Coming out of a rescue the only question I would have is what happens if she does not work out or I need to sell her for some reason? Some of these places want the horse BACK and no money. I worked alone when I did horse rescue because my intent from the outset was to buy, rehab and then resell the horse into a better situation. 

It can take hours and hours to get a horse nice and reliable and the thought of doing that and then not being able to move the horse along (and make a little money if I could) was not part of MY equation. 

She is built well enough for the effort. JMO.


----------



## .Delete. (Jan 7, 2008)

I agree with what has been said, she seems fussy about moving forward and the bit. It might be a ill-fitting thing or a personality thing. To me, she looks like she could be bad minded.


----------



## blue eyed pony (Jun 20, 2011)

Oh jeeze that mare is in pain... The face says it all and she was NOT happy about that bit. That amount of chewing is not normal.


----------



## .Delete. (Jan 7, 2008)

blue eyed pony said:


> Oh jeeze that mare is in pain... The face says it all and she was NOT happy about that bit. That amount of chewing is not normal.


The horse i am currently breaking out now is very fussy with his mouth. It took about a month for me to teach him to give his chin. He is still very fussy an very mouthy. He is constantly chewing, but he is very mouthy even when he is by himself in his stall. He grinds his teeth and plays with his tongue. Some horses are just like that.


----------



## Endiku (Dec 6, 2010)

The second that I saw this mare, I thought 'Sour.' xD She looks like a 14.2hh, ridable version of my miniature! That 'I'll do it if I feel like it and its going to be because I feel like it not because you told me to' attitude is quite distinguishable. Still, I'd love to see her after a properly fitted saddle and perhaps a visit from the chiro. Her build is nice and she appears to have plenty of potential, if you could only convince her. If you're a bold rider who doesn't mind a 'fixer upper' horse, I'd say go try her out. I'm also seeing that she is _much_ better behaved/relaxed bareback, making me think that Wallaby is right. She may just bei uncomfortable.

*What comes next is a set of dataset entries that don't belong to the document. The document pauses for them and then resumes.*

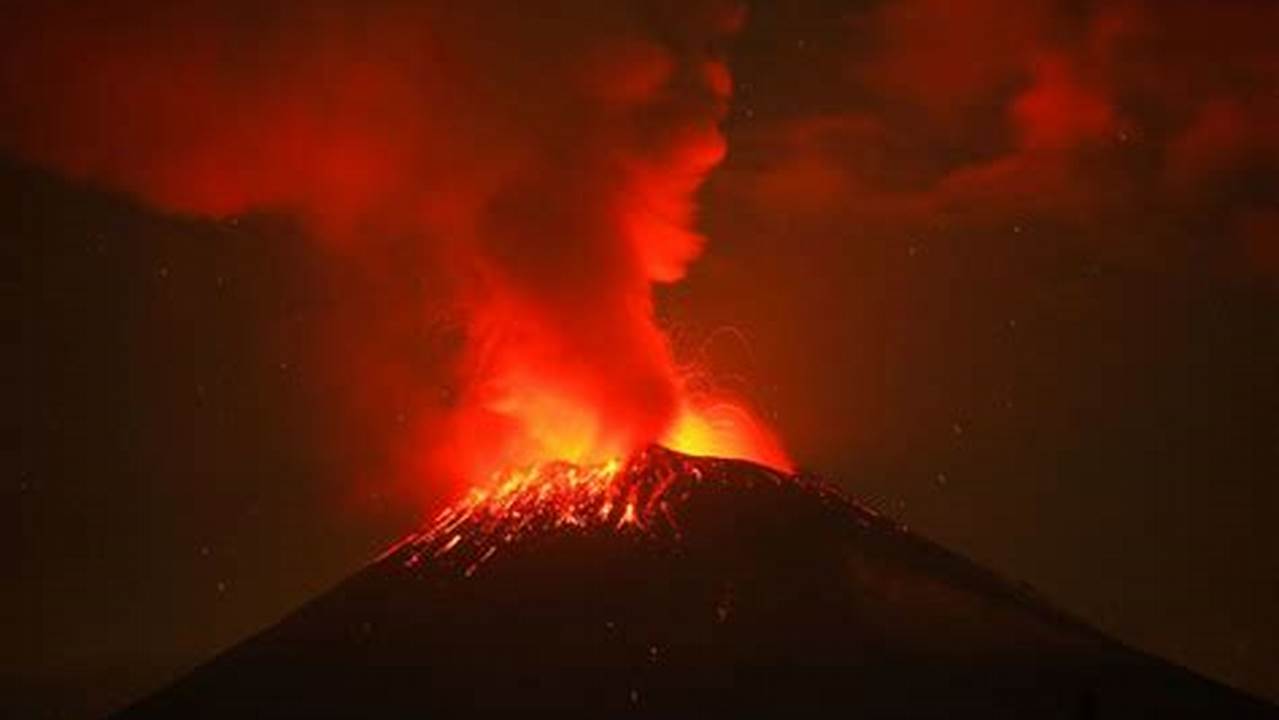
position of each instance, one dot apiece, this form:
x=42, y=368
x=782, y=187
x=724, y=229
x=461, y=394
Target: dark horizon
x=1008, y=275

As for the mouthiness, trying a different bit (perhaps a copper, sweetiron, or jointed snaffle?) may help a bit, but it will most likely just come with time. From what I understand she hasn't been ridden a lot, and is fairly green. It takes some horses longer to warm up to the idea of a bit than others. Sour is extremely mouthy, but it doesn't really interfere with her work, so I'm not bothered by it. We've tried six different bits (theres only so many choices in the mini world!) and she still chews, so I just fitted her the best I can so that she can't get her tounge over it, and we work from there.


----------